Monday, October 29, 2012

Carrie Lawrence, MS, CFLE, CHES , School of Health Physical Education and Recreation, Indiana University, Bloomington, IN
Linda Wells-Freiberger, NP , IU Health, Jubliee Community Health Clinic, Paoli, IN
Todd Rowland, MD , HealthLinc, Healthlinc, Bloomington, IN
Kathy Church, RN , IU Health, Healthlinc, Bloomington, IN
There are incentives on both sides of the patient–health care provider relationship for co-production of individual health most important, better health outcomes. As a result of current federal policies such as the implementation of Meaningful Use requirements health care providers are integrating technology into their practice. However, This research project identifies and evaluates ways for improving diabetic health outcomes with under/uninsured patients who are more engaged through an electronic personal health records. Disease intervention models tend to involve relatively low levels of involvement by patients and their patients working together, for example as the providers of data or passive recipients of research findings. . So it is important to be clear about the benefits of and barriers to different forms of co-production and to recognize what works best for patients, providers and their families. This study is proposed as an innovative way to add value to the existing Nationwide Health Information Network. Given the clinical and economic importance of helping patients in a rural setting improve diabetes management, this project can serve as an example of practical and affordable innovation that builds on Nw-HIN policies and approaches.This program will provide patients with a text-enabled cell phone, a personalized health record and care-coordination support to the existing team. The goal is to demonstrate that an integrated program that combines HIE and PHR technology with telehealth-assisted management can help patients improve diabetes control, improve clinical outcomes and reduce healthcare costs.

Learning Areas:
Advocacy for health and health education
Chronic disease management and prevention
Implementation of health education strategies, interventions and programs
Other professions or practice related to public health
Public health or related research
Social and behavioral sciences

Learning Objectives:
Understand how utilization of PHRs can change the patient experience Understand how to engage the patient in sharing PHR information with providers Understand existing access, cultural expectations, exposure to technology, and education challenges to the the use of health IT Identify creative ways to engage patients in need of disease management and wellness programs through the use of PHRs

Keywords: Rural Health, Technology

Presenting author's disclosure statement:

Qualified on the content I am responsible for because: I have been working with rural communities for many years through a variety of health and social service organizations.
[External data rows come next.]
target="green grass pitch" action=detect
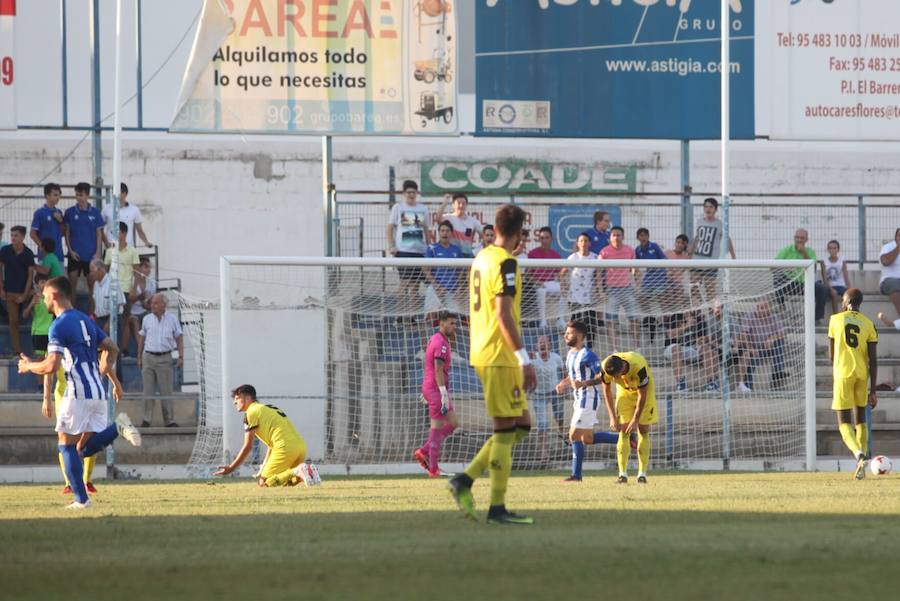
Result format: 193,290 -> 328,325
0,472 -> 900,601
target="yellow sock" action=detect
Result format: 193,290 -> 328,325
266,467 -> 299,487
838,424 -> 861,457
59,453 -> 70,486
82,455 -> 97,484
856,423 -> 869,454
490,432 -> 516,506
616,432 -> 631,474
638,431 -> 650,474
463,436 -> 494,480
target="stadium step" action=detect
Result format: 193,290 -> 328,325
0,426 -> 197,465
0,393 -> 199,431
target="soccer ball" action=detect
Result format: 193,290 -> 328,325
869,455 -> 892,476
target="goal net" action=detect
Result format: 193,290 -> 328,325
182,257 -> 815,472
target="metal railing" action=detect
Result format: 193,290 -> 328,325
332,190 -> 900,269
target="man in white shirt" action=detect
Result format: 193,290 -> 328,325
90,259 -> 125,334
137,294 -> 184,428
878,228 -> 900,330
439,192 -> 484,257
101,182 -> 153,248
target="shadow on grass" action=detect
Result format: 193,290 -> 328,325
0,504 -> 900,601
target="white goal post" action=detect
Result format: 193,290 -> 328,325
202,256 -> 816,471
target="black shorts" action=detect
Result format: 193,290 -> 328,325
66,253 -> 91,277
31,334 -> 50,354
691,269 -> 719,278
394,251 -> 425,282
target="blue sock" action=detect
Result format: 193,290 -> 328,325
572,440 -> 584,478
81,424 -> 119,457
594,432 -> 619,444
59,444 -> 88,503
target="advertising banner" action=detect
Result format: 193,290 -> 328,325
420,159 -> 637,195
171,0 -> 458,135
0,0 -> 16,129
475,0 -> 755,139
758,0 -> 900,140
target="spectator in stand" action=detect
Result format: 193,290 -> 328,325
102,182 -> 153,248
438,192 -> 484,258
634,227 -> 669,346
63,182 -> 105,313
422,221 -> 465,313
122,257 -> 156,357
103,223 -> 141,332
387,179 -> 431,311
525,226 -> 566,328
822,240 -> 850,313
600,225 -> 641,353
530,336 -> 565,463
472,223 -> 497,255
90,259 -> 125,333
740,299 -> 787,392
878,228 -> 900,330
663,285 -> 715,392
0,227 -> 36,357
582,211 -> 611,257
688,198 -> 737,301
31,183 -> 64,262
559,234 -> 601,346
34,238 -> 63,279
137,294 -> 184,428
774,228 -> 829,325
665,234 -> 691,295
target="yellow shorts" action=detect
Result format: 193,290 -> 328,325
616,388 -> 659,426
831,378 -> 869,411
260,438 -> 306,478
475,366 -> 528,417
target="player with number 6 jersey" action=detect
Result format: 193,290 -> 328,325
828,288 -> 878,480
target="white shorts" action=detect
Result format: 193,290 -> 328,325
663,344 -> 700,361
570,407 -> 599,430
56,398 -> 109,435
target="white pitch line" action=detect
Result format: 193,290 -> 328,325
475,35 -> 753,56
631,4 -> 650,46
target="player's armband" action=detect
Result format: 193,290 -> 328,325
638,367 -> 650,388
498,259 -> 518,296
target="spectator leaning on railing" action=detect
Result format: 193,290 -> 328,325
438,192 -> 484,257
878,228 -> 900,330
102,182 -> 153,247
0,225 -> 34,356
90,259 -> 125,333
137,294 -> 184,428
774,228 -> 829,325
31,183 -> 63,262
122,257 -> 156,357
387,179 -> 431,311
525,226 -> 566,328
63,182 -> 104,313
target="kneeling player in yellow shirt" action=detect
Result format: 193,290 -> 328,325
213,384 -> 322,486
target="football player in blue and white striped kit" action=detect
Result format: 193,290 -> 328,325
556,321 -> 619,482
19,276 -> 141,509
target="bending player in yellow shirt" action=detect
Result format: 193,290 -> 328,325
42,364 -> 97,495
597,352 -> 659,484
213,384 -> 322,486
828,288 -> 878,480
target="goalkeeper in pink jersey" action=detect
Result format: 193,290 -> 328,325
413,311 -> 456,478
Most of my research interests have been the empowerment of rural communities and uninsured populations in southern Indiana and their ability to take an CBPR approach to research.
Any relevant financial relationships? No

I agree to comply with the American Public Health Association Conflict of Interest and Commercial Support Guidelines, and to disclose to the participants any off-label or experimental uses of a commercial product or service discussed in my presentation.